Two weeks ago I wrote about the growing disparity between transnational prosecutions for paying bribes and those for receiving bribes. The number of cases where OECD countries have prosecuted their nationals or firms subject to their jurisdiction for bribing developing country officials has been growing steadily, but there are disappointingly few cases where a developing state has gone after its nationals for accepting bribes. Last week I suggested one way to increase the number of cases against bribe-taking officials is to publicize whenever a firm or individual has been convicted of paying a bribe in a developing state. For every payer, there is a taker, and if the details of the case are widely publicized, my contention was that civil society, the media, and the political opposition would then press the authorities to prosecute the taker.
The World Bank has tried something similar when an investigation reveals corruption in one of its projects, and the experience suggests that, though not a silver bullet, the effort is worthwhile.
The Bank makes loans to developing states to finance projects, and if the Bank finds fraud or corruption has tainted one of these projects, it can sanction the staff members involved and bar any contractor implicated from bidding on future Bank contracts. But this is all it can do. As an international organization it has no power to bring criminal charges, nor does it have any authority to penalize the borrowing country officials who took bribes or otherwise participated in the wrongdoing.

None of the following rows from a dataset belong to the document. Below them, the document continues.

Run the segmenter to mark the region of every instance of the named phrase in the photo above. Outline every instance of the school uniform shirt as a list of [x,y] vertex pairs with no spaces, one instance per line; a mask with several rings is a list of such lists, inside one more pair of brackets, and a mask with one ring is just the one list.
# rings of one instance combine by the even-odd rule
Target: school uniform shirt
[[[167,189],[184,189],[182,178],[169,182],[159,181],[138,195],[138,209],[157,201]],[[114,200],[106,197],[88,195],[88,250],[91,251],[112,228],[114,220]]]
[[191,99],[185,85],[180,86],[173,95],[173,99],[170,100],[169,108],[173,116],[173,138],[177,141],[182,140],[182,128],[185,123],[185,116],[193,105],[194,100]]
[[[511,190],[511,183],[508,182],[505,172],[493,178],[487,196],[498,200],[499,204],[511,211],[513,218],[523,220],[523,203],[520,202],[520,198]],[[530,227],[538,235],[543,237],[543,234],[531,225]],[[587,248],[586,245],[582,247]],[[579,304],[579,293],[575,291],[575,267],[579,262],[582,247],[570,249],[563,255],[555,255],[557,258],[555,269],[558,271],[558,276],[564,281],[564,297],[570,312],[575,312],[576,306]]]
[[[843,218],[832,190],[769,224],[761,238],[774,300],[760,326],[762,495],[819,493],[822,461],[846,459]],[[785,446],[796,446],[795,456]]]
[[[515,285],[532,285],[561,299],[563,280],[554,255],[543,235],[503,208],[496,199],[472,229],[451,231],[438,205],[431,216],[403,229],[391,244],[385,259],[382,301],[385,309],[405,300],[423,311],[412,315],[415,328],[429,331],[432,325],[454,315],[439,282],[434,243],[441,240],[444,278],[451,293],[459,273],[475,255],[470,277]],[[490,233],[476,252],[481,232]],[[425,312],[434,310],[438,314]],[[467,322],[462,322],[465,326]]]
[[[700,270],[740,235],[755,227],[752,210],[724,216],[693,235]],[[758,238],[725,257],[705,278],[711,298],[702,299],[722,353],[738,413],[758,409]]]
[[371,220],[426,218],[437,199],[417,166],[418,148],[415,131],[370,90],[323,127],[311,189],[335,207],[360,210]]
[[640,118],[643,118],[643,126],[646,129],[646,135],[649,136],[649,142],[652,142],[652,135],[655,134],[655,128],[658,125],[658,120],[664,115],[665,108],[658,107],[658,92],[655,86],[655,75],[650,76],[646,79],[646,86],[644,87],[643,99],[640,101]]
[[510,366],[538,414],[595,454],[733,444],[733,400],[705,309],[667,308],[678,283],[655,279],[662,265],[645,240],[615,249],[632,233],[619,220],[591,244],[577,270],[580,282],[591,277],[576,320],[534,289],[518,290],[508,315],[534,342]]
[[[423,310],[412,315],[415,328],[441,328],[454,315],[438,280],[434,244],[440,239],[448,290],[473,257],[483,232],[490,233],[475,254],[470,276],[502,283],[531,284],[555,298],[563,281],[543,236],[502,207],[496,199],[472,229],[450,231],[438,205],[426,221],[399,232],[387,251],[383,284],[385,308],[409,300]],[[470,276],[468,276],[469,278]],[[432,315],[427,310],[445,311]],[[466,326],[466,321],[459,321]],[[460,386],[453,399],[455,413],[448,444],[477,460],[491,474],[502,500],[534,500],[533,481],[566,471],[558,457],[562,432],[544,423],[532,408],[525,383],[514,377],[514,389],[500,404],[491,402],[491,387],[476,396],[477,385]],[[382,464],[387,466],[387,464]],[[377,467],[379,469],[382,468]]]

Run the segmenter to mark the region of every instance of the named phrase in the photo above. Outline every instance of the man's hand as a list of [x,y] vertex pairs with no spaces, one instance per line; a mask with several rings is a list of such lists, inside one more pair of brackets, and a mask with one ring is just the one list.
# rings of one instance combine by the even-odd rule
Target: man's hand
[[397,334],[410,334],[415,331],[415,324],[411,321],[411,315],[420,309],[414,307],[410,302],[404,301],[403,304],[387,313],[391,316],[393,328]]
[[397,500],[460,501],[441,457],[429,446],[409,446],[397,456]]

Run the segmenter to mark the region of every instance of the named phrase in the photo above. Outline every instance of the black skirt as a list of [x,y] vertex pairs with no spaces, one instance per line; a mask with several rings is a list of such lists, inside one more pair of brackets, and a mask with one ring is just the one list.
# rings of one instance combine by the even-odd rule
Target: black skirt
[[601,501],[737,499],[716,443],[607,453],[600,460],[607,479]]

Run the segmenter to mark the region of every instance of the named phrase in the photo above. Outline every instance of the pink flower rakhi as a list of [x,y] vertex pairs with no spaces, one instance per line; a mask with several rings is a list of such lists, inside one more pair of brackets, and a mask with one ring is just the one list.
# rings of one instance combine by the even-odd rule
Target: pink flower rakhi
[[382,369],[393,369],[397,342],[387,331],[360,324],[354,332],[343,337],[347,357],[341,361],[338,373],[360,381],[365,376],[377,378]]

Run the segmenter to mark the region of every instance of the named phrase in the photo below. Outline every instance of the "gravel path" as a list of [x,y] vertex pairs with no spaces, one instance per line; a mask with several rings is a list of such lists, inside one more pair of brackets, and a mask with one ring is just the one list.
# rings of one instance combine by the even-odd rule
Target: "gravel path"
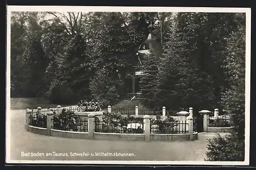
[[[193,141],[161,142],[109,141],[65,138],[38,135],[25,129],[25,110],[11,110],[10,159],[11,160],[151,160],[203,161],[207,149],[207,139],[216,133],[199,134]],[[225,134],[222,134],[224,135]],[[68,156],[47,156],[47,153],[67,153]],[[96,152],[130,153],[132,156],[96,156]],[[22,156],[22,153],[30,156]],[[44,155],[36,156],[34,153]],[[71,156],[72,153],[82,155]]]

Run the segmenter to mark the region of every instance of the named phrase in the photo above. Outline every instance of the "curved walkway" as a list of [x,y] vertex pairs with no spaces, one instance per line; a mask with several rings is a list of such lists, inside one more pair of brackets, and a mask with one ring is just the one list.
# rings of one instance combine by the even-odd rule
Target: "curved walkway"
[[[184,142],[90,140],[47,136],[25,130],[25,110],[11,110],[10,113],[11,160],[203,161],[207,139],[216,135],[201,133],[198,140]],[[68,156],[46,156],[47,153],[54,152],[67,153]],[[134,156],[84,155],[96,152],[130,153]],[[30,156],[22,156],[22,153],[30,153]],[[44,156],[32,157],[32,153],[44,153]],[[84,153],[83,156],[70,156],[70,153]]]

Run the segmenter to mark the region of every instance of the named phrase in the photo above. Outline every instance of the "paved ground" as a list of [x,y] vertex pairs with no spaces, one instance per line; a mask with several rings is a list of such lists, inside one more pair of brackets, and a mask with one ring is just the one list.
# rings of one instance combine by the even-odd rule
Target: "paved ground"
[[[215,133],[199,134],[199,139],[184,142],[145,142],[142,141],[90,140],[38,135],[25,130],[25,110],[12,110],[10,128],[11,160],[151,160],[203,161],[207,150],[207,138]],[[222,134],[224,135],[225,134]],[[68,156],[47,156],[48,153],[67,153]],[[22,153],[30,156],[22,156]],[[70,153],[84,153],[71,156]],[[86,153],[104,152],[130,153],[131,157],[86,156]],[[32,153],[44,156],[31,156]]]

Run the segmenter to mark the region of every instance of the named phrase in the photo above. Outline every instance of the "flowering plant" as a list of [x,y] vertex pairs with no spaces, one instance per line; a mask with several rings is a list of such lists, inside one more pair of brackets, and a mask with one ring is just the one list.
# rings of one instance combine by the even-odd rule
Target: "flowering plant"
[[81,100],[77,106],[82,111],[99,111],[101,110],[99,102],[91,100],[89,102],[85,100]]

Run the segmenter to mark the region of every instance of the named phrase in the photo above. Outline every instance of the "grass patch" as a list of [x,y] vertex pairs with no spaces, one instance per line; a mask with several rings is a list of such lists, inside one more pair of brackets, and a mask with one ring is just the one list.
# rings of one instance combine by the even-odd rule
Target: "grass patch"
[[[27,108],[31,109],[36,109],[40,106],[42,108],[47,107],[55,108],[58,105],[51,104],[50,101],[41,98],[11,98],[11,110],[24,110]],[[74,105],[59,105],[61,106],[69,106]]]

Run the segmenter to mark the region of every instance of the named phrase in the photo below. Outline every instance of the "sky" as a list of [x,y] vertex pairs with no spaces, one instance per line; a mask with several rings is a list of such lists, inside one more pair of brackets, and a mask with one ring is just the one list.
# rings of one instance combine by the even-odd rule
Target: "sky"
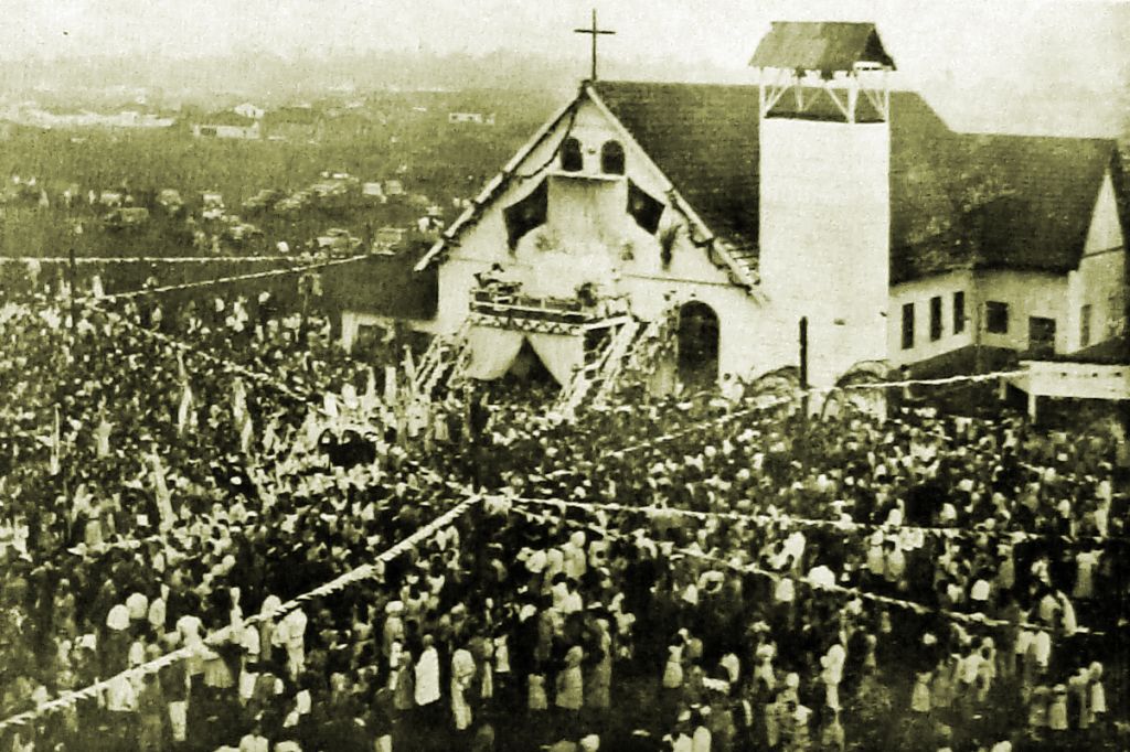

To bolster its limited sanctioning power, the Bank has since the early 2000s referred its investigative findings to those countries with jurisdiction over the wrongdoers — nations where the contractors were located or where bribe takers resided. At first these referrals were confidential. Reading between the lines of the early reports of the Integrity Vice Presidency (the unit in the World Bank responsible for the investigations and referrals), one gets the distinct impression that the referrals went into a black hole.
Things began to change in 2008 when in the annual report for that year the Integrity Vice Presidency publicized the referral program. At first it simply stated how many referrals it had made the previous year and noted when a country had opened investigations. The 2009 report thus states that nine referrals had been made in 2008 and that the Philippines and the Indian state of Orissa were following up on referrals. In its 2011 report the Integrity VP, while noting follow up actions taken by a handful of states, acknowledged that “the hoped-for vigorous, global response [to its referrals] from national authorities has not been consistent.”
To prompt action the unit began publishing a chart showing, for each referral, the country to which it had been made, the date, and its status — investigation opened, entity or individual sanctioned, or more commonly, “no action taken.” The 2012 and 2013 reports continue to publicize what steps, if any, countries are taking in response to a referral, and the publicity seems to have had some salutary effects. The 2013 report states that in the previous year ten referrals had led to investigations by domestic authorities, the most yet.
One should not overstate the positive effects of this program. But one should not understate them either. The simple act of publicizing referrals seems to be having a modest but meaningful effect on developing countries’ investigations of their own officials. This suggests that greater publicity (even without a lot of detail that could be used in an investigation) may help pressure some governments to take action.